Pyrite activation in seawater flotation by copper and lead ions: XPS and in-situ electrochemical investigation

[Display omitted] •Flotation recovery of pyrite in seawater flotation system was improved by Cu2+/Pb2+.•Copper species reacted with pyrite surface to form Fe-S-Cu(I) and Fe-O-Cu(II).•Lead species reacted with pyrite surface to form Fe-SO-Pb(II) and Fe-O-Pb(II).•Adsorption of xanthate decreased the conductivity of pyrite surface in seawater.•Reaction between pyrite and xanthate was enhanced in seawater after Cu2+/Pb2+ activation. Pyrite, as the main carrier of gold, can be collected via flotation which consumes high volumes of fresh water. Seawater is the promising alternative to fresh water, especially in the fresh water deficient regions. However, pyrite flotation is usually ineffective in seawater, which requires activation prior to recovery. This study mainly focuses on the roles of Cu2+ and Pb2+ on pyrite flotation in seawater. The flotation and contact angle results indicated that Cu2+ and Pb2+ obviously increased pyrite recovery in seawater by enhancing its surface hydrophobicity. Further XPS studies revealed that the formation of Fe-S-Cu(I) and Fe-O-Cu(II) on pyrite surface due to Cu2+ activation while the presence of Fe-O-Pb(II) and Fe-SO-Pb(II) due to Pb2+ activation, thereby improving the active sites and adsorption of xanthate.

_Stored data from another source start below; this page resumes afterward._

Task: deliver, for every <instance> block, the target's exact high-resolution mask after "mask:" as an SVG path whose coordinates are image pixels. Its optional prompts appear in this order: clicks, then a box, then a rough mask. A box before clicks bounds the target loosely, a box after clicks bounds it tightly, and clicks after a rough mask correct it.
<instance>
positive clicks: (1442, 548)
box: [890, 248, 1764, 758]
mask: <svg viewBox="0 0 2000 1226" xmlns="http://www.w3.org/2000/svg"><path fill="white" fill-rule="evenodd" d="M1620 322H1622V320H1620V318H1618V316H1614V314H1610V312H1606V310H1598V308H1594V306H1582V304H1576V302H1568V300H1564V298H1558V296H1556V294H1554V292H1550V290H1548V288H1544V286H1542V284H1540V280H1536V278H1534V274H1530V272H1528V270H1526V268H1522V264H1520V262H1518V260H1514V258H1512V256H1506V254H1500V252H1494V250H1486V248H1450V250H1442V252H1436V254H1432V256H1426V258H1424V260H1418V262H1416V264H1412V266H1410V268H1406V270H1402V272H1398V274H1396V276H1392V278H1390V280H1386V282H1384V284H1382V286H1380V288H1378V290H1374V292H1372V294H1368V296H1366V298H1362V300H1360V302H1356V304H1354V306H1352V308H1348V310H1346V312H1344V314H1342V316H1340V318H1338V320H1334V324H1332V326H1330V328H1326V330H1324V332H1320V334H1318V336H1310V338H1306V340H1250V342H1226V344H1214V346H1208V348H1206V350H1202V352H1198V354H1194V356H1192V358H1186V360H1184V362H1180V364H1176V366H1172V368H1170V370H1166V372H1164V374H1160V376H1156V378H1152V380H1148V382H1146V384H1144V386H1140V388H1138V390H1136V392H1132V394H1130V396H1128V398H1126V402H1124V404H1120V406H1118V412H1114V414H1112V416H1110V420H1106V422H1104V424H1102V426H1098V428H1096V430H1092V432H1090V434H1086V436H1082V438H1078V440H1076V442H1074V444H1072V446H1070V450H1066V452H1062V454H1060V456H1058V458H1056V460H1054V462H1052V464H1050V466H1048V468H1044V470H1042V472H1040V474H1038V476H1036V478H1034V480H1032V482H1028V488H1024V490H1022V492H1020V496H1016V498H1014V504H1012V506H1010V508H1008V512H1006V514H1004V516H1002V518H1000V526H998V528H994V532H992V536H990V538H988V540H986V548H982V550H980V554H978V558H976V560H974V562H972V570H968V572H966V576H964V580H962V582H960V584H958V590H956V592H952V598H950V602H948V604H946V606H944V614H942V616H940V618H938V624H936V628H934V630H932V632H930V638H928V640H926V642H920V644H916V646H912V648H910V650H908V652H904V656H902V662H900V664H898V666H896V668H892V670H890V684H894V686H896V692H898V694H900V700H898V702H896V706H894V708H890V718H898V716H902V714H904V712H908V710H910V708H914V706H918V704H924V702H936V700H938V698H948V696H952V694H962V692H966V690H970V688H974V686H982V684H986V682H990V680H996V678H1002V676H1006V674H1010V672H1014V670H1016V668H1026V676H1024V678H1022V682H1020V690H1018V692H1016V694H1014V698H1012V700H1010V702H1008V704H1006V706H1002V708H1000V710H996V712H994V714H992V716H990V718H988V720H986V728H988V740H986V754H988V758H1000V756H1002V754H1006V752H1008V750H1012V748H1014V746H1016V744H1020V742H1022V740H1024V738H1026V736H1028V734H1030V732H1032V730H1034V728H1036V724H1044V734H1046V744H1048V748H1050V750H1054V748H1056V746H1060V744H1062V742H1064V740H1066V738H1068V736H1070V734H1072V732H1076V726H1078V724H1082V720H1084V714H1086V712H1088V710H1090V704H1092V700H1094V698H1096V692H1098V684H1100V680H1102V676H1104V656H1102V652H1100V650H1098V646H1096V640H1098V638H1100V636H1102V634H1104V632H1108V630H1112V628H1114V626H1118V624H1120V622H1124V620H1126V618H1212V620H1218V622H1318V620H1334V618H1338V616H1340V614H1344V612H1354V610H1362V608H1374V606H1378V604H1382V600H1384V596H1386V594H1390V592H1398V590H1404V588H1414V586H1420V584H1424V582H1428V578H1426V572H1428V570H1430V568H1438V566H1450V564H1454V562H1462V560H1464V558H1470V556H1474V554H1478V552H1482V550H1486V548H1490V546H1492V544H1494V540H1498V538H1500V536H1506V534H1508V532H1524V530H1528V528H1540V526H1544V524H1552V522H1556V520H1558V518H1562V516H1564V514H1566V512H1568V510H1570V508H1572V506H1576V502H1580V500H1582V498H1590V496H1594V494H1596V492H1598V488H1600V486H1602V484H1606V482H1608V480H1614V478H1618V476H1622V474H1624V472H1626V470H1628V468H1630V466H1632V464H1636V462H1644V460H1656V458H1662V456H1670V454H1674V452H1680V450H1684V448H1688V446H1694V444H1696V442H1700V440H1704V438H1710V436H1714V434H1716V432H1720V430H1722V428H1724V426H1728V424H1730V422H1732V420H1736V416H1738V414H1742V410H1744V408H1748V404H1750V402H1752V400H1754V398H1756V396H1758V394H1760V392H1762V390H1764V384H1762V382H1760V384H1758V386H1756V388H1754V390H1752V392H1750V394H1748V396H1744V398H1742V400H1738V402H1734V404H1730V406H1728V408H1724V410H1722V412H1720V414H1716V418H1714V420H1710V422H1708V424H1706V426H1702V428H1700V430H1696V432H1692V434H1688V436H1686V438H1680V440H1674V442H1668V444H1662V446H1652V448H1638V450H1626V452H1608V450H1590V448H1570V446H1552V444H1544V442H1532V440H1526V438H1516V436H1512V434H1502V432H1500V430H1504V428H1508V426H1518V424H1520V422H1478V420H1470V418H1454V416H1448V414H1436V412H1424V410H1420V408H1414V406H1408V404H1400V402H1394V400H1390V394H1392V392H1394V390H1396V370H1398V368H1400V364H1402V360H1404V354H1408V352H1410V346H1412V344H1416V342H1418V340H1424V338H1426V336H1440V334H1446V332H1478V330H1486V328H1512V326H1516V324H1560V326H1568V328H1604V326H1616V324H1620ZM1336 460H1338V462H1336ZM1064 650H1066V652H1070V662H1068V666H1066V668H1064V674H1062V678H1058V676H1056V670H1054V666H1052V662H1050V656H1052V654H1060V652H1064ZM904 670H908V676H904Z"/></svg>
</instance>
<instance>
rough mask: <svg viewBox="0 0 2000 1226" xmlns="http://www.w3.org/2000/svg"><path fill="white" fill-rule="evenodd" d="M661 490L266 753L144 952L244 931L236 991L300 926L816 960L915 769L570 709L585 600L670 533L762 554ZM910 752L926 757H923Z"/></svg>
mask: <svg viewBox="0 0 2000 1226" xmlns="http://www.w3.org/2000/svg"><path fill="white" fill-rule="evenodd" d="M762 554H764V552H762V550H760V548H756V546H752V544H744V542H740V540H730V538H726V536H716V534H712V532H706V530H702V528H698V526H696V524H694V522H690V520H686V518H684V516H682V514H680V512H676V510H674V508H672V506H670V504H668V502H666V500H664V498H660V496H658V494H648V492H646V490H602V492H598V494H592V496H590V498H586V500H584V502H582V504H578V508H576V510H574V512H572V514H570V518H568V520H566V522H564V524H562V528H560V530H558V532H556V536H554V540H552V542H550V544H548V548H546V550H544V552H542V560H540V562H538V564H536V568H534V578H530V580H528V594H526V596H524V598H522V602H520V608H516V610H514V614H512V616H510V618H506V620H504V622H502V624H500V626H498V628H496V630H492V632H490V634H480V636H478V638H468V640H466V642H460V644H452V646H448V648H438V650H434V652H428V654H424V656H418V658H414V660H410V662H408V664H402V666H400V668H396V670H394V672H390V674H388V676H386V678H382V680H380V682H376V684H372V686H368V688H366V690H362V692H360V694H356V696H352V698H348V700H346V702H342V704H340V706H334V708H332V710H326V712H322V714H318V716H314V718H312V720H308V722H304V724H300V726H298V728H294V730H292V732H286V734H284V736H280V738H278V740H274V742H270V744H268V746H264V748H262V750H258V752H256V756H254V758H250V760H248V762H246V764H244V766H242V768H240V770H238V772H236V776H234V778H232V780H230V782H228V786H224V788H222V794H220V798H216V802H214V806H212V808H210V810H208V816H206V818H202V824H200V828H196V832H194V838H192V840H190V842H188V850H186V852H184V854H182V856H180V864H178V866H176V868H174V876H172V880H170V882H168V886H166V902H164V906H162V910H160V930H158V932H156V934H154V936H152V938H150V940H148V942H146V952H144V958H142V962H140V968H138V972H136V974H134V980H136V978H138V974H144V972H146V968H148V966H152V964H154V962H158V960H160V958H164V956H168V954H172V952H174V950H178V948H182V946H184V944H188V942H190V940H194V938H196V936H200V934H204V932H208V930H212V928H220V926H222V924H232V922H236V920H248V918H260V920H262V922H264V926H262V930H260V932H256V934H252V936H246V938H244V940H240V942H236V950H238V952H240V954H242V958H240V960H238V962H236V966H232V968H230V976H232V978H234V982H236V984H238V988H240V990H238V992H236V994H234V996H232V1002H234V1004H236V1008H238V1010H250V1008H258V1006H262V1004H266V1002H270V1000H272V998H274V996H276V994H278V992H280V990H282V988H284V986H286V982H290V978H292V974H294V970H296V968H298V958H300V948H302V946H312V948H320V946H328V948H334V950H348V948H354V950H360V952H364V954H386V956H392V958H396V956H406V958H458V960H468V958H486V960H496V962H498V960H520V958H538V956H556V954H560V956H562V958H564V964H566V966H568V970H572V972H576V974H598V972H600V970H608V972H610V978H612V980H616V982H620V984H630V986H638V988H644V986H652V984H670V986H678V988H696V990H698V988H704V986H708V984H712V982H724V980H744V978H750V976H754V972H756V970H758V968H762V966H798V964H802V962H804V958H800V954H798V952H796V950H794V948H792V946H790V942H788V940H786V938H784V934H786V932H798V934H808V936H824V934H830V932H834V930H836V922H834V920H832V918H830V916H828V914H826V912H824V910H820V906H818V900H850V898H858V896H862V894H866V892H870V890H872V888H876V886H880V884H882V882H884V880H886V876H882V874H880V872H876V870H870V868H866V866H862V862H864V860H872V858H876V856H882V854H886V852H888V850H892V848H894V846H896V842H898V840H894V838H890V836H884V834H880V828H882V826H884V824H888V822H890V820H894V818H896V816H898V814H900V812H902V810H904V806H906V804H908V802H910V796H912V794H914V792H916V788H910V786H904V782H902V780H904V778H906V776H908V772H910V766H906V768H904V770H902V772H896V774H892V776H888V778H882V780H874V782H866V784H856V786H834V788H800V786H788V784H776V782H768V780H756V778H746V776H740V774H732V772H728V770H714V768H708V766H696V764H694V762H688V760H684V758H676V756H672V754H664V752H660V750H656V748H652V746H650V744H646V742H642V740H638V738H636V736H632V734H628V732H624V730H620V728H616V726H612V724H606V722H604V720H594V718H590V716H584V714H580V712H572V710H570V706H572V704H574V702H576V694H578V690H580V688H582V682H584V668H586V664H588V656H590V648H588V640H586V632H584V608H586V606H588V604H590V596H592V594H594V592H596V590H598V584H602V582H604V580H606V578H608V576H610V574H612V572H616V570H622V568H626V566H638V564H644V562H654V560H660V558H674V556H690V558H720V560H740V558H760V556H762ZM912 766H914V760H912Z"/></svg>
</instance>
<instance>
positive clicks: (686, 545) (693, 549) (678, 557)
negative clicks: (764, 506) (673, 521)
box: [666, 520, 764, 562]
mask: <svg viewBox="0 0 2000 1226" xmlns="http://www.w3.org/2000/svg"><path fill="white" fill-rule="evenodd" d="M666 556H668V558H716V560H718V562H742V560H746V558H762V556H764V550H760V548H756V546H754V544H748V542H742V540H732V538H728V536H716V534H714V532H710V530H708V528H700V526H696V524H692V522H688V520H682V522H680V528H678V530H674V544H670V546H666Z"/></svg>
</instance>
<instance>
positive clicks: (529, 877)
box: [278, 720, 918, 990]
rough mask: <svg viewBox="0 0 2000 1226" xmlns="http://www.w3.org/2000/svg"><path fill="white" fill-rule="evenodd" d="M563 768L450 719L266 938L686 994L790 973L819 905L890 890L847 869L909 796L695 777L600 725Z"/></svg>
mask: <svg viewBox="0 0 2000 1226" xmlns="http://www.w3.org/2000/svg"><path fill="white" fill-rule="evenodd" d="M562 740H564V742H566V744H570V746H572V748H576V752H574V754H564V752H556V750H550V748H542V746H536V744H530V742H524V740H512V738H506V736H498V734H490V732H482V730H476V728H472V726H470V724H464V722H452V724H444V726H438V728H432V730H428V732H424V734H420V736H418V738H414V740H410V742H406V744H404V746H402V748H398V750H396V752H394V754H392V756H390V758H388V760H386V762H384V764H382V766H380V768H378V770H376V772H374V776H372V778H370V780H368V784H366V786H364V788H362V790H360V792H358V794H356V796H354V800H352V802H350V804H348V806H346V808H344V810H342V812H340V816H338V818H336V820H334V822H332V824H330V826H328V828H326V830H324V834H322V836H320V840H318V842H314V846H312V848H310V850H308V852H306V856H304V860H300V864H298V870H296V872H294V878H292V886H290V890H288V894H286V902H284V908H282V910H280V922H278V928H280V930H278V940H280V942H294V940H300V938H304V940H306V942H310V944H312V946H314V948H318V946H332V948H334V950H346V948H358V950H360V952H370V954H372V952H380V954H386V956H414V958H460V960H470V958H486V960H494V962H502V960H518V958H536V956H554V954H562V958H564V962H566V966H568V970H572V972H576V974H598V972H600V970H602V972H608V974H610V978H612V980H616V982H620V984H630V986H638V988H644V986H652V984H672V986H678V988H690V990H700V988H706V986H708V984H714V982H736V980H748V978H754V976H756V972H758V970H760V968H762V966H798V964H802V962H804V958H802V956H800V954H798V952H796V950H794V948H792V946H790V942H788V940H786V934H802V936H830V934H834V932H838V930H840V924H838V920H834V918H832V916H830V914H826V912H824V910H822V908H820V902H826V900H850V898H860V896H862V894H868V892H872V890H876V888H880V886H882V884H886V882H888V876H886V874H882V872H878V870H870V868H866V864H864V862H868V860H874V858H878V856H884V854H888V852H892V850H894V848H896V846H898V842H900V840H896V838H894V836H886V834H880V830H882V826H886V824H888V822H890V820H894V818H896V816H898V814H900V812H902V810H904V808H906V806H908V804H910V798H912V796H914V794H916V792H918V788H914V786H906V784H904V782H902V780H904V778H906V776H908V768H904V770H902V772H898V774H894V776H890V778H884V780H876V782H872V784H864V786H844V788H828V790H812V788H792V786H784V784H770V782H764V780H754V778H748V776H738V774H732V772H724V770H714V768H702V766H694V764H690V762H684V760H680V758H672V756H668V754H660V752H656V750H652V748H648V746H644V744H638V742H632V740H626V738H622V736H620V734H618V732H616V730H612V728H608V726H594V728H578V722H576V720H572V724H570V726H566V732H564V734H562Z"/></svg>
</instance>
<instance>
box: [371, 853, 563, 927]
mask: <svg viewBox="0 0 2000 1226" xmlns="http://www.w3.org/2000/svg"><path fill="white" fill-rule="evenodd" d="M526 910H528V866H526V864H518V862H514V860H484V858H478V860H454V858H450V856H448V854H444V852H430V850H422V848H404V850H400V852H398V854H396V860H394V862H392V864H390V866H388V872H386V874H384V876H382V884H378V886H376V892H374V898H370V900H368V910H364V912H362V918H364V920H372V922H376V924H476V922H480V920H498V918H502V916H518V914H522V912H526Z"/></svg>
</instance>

In addition, the in-situ scanning electrochemical microscopy (SECM) results showed that the formation of Cu2+ and Pb2+ activated products increased the electrochemical reactivity of pyrite surface, which was the main reason for the improved pyrite floatability. Moreover, the current consequence evolution indicated that pyrite activation by Cu2+ was stronger than that by Pb2+. The SECM imaging also showed that the adsorption of xanthate decreased the electrochemical reactivity on pyrite surface, with more significant role observing on the activated surface than that of the un-activated pyrite. It should be noted that the Cu2+/Pb2+ activation and xanthate adsorption were distributed unevenly on pyrite surface. This study therefore provides an in-situ approach to understand the role of inorganic ions and reagents on pyrite flotation in seawater, providing a promising strategy to use seawater for the flotation recovery of gold.